BAG (Urteil vom 29.10.1998; Aktenzeichen 6 AZR 271/97)

 

Tenor

1. Das Urteil des Arbeitsgerichts … vom 23.02.1996 – 6 Ca 4503/95 – wird abgeändert und die Klage abgewiesen.

2. Die Kosten des Rechtsstreits hat die Klägerin zu tragen.

3. Die Revision wird zugelassen.

 

Tatbestand

Die Parteien streiten um die Zahlung einer Abfindung.

Die am … 1963 geborene Klägerin ist gelernte W. Sie stand seit dem 1.9.1984 in einem Arbeitsverhältnis mit der S. C. und war in der W. eines Heims beschäftigt, in dem psychisch schwerst- und mehrfach behinderte Menschen betreut werden. Auf das Arbeitsverhältnis fand aufgrund beiderseitiger Organisationszugehörigkeit der Tarifvertrag zur sozialen Absicherung (TV SozSich) Anwendung. Zum 1.2.1994 übernahm die Beklagte das Heim. Ab dem 1.6.1994 ließ sie die bislang in Eigenregie durchgeführten Reinigungsarbeiten in dem Heim von der Firma H. verrichten. Zum 31.12.1994 schloß sie die hauseigene Wäscherei und vergab die W. an die Firma R. Wegen Schließung der W. kündigte sie das Arbeitsverhältnis der Klägerin mit Schreiben vom 18.8.1994 zum 31.12.1994. Ihr gleichzeitiges Angebot zur Weiterbeschäftigung als pflegerische Hilfskraft lehnte die Klägerin ab. Es war vorgesehen gewesen, daß sie zunächst auf der Station eingesetzt wird, in der geistig behinderte Frauen im Alter von 20 bis 60 Jahren leben. Ihre Aufgabe wäre es gewesen, ihnen beim An- und Auskleiden, beim Essen, Waschen und beim Spielen zu helfen. Die Möglichkeit einer Beschäftigung bei den Firmen H. und R. hat sie nicht wahrgenommen. Nach erfolgloser Geltendmachung mit Schreiben vom 7.2.1995 begehrte sie mit der am 26.10.1995 bei dem Arbeitsgericht … eingegangenen Klage die Zahlung einer Abfindung nach dem Tarifvertrag zur sozialen Absicherung.

Die Klägerin hat die Auffassung vertreten, daß ihr wegen der Beendigung des Arbeitsverhältnisses eine Abfindung in Höhe von zehn Viertel eines monatlichen Bruttogehaltes zustehe, die sie zunächst mit 6.347,60 DM und in dem Schriftsatz vom 4.1.1996 mit 6.424,30 DM berechnet hat.

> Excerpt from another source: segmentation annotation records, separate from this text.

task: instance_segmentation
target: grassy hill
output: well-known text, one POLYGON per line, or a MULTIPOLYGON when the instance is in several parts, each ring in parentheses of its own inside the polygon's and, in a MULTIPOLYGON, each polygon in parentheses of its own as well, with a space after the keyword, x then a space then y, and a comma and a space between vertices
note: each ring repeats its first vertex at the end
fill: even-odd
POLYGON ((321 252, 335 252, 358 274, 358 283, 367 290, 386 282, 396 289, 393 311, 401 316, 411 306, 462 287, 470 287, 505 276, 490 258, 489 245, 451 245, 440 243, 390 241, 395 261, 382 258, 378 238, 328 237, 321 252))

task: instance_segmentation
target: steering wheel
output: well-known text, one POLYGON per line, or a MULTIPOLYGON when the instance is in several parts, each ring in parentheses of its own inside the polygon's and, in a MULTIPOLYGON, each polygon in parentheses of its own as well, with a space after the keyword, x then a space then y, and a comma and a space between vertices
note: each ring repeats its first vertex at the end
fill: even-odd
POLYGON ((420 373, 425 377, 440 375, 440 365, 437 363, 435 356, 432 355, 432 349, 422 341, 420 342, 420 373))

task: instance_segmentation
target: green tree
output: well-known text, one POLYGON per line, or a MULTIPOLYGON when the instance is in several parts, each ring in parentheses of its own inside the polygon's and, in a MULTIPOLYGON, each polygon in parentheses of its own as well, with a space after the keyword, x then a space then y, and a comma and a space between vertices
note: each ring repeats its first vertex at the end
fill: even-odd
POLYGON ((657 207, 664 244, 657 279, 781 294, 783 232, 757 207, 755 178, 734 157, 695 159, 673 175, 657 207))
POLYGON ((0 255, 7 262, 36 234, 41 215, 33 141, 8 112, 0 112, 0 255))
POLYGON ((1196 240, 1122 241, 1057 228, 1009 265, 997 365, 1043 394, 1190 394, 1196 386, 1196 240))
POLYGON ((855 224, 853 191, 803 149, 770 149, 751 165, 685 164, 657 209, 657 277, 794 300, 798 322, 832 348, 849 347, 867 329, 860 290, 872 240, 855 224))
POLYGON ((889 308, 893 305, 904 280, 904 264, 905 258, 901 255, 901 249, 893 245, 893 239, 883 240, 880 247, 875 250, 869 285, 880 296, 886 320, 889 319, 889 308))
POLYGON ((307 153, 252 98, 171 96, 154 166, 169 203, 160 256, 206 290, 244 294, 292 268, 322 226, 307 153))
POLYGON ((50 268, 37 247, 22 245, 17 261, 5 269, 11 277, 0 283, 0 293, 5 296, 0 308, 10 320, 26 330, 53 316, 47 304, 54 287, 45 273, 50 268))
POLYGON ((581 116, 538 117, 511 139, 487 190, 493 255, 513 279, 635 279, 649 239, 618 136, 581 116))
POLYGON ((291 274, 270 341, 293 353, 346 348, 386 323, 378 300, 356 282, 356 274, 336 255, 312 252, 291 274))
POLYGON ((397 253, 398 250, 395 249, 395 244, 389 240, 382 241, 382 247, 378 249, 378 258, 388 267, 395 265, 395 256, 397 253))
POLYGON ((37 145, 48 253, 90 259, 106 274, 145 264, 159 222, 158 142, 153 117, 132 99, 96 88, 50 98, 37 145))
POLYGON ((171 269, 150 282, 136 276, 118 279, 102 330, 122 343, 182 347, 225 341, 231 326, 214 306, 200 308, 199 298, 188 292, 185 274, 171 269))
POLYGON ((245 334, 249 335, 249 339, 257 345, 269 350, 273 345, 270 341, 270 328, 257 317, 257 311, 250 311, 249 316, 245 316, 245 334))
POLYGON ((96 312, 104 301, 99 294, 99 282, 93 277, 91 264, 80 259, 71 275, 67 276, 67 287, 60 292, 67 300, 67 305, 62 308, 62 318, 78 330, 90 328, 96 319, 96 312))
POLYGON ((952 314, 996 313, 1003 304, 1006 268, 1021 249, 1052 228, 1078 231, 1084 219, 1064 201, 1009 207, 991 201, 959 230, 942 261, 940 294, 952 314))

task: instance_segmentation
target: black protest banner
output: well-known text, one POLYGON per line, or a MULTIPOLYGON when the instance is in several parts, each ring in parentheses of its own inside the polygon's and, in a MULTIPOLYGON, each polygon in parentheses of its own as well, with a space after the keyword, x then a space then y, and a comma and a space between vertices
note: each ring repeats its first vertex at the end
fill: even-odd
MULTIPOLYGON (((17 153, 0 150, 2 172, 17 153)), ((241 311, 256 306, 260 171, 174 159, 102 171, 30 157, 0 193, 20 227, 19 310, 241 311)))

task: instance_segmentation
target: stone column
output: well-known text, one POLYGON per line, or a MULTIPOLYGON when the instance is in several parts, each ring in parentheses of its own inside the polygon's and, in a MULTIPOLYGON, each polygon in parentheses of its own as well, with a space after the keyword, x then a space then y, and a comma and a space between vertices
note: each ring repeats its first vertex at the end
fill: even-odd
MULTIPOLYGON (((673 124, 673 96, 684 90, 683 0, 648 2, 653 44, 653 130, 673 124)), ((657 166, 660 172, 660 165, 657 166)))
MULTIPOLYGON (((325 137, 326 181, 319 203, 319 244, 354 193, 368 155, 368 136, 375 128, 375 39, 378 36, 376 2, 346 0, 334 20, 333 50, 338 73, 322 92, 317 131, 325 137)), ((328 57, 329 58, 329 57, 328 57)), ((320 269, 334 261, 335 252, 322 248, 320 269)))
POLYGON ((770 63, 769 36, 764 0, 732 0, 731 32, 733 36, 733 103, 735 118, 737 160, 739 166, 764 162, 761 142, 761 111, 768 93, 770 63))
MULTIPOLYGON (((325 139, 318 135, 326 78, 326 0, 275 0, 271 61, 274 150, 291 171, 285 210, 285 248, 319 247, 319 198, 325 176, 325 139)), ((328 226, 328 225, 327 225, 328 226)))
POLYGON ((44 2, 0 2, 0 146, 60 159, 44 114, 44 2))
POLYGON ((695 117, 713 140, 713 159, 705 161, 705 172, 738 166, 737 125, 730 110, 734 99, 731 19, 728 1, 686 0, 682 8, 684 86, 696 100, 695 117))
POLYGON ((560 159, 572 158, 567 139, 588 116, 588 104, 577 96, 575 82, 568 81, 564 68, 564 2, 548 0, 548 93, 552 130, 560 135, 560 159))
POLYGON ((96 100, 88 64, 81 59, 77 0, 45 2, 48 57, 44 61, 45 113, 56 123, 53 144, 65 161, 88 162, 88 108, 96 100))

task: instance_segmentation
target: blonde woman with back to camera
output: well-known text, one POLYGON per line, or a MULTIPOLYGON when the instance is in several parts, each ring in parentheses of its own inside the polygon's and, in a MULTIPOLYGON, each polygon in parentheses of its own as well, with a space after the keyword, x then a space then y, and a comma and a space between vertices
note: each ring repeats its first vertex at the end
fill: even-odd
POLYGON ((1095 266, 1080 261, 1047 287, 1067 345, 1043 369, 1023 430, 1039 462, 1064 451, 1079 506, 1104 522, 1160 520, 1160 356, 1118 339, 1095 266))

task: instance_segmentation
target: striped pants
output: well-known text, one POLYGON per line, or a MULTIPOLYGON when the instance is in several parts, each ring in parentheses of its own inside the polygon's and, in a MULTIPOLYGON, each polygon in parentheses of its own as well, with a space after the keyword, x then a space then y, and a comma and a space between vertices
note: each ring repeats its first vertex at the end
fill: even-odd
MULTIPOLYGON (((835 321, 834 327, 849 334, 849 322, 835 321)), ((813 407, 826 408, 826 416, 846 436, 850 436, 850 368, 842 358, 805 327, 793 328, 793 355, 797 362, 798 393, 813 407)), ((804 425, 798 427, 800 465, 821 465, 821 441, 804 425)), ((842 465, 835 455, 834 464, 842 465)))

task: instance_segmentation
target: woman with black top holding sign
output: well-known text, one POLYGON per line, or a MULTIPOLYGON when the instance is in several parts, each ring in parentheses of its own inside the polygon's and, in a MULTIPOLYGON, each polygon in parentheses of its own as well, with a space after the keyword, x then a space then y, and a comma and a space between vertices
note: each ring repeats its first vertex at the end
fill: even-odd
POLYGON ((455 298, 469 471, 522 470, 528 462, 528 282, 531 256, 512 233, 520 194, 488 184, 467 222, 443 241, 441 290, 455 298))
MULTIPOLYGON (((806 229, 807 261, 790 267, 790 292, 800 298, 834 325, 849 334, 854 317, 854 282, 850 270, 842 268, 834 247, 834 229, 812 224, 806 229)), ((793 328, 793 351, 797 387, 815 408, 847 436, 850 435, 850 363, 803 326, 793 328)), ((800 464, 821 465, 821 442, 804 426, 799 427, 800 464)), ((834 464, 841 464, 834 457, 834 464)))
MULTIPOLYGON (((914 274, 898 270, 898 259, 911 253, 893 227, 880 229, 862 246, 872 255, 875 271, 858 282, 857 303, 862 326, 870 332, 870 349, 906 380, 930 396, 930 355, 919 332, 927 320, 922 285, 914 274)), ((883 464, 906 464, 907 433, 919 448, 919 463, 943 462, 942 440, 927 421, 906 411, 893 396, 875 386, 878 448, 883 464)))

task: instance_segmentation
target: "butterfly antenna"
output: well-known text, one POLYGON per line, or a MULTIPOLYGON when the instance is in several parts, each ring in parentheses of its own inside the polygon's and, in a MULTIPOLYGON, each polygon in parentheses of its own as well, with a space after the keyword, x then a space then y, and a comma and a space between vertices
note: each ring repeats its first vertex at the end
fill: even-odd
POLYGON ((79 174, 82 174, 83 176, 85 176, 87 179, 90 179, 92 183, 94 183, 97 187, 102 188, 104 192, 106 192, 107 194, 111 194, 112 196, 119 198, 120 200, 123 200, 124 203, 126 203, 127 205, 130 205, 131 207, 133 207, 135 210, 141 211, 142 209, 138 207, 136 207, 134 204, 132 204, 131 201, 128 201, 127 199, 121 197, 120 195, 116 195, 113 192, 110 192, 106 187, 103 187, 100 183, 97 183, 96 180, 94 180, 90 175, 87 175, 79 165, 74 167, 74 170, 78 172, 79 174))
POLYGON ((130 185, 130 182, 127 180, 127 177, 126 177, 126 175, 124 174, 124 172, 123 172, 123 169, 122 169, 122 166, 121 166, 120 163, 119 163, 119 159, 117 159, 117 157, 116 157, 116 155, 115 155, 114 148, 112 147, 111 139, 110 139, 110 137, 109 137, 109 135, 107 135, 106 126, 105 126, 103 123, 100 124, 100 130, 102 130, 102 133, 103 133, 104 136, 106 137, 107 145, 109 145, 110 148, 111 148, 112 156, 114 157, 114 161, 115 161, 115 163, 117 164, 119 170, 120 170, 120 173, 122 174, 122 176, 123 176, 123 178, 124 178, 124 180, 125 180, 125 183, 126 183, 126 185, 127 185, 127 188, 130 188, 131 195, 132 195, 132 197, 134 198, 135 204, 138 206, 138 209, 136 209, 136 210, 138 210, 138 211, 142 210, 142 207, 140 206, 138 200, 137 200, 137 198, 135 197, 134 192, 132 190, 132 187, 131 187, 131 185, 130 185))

Der Tarifvertrag sei nach § 613a BGB Bestandteil ihres Arbeitsvertrages mit der Beklagten geworden. Der Anspruch sei nicht deswegen ausgeschlossen, weil sie die Änderung der Arbeitsbedingungen abgelehnt habe. Sie habe die persönlichen Voraussetzungen der angebotenen Tätigkeit als pflegerische Hilfskraft nicht erfüllen können. Sie sei einfach überfordert, die auf der Station anfallenden Arbeiten zu leisten. Die Beschäftigung bei Fremdfirmen sei dagegen kein Angebot im Sinne des Tarifvertrages.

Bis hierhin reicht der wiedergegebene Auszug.